Investigating the Tumor Suppressive Role of RYBP in U-87 Glioblastoma Cells

Glioblastoma multiforme (GBM) is the most common and aggressive form of brain cancer. GBM tumors extend threadlike tendrils throughout the brain, which complicates or even eliminates the option of surgical resection. Even with standard chemotherapy and radiation, the median survival rate in adults is only around 14 months. Moreover, GBM displays increased intra- and inter-tumor heterogeneity, which leads to therapeutic resistance and recurrent disease.
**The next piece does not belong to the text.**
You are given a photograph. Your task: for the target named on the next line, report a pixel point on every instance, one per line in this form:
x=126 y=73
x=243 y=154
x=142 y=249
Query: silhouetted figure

Thus, there is an urgent need to understand targetable molecular networks that drive GBM progression. Evidence suggests that RING1- and YY1-Binding Protein (RYBP) serves as a tumor suppressor in multiple cancers. RYBP has been recognized as a tumor suppressor in a series of cancers, and in GBM, RYBP expression levels are reduced and inversely correlate with patient prognosis. However, its molecular role in GBM is not well understood. Therefore, we hypothesized that RYBP exerts a tumor suppressive effect in GBM. To test the tumor suppressive effects of RYBP on GBM cells, we generated RYBP-expressing plasmids and co-transfected them into U-87 cells alongside a GFP-expressing reporter plasmid. After 24 hours, we isolated total protein from transfected cells and verified RYBP expression by Western blot. Our data suggest that none of our plasmid clones successfully forced RYBP expression in U-87 cells, so we were unable to measure RYBP’s effects on GBM cell proliferation. In the future, we will need to isolate plasmids from different bacterial clones and sequence them to ensure they do not contain mutations that may inhibit transient manipulation of RYBP expression in GBM cells.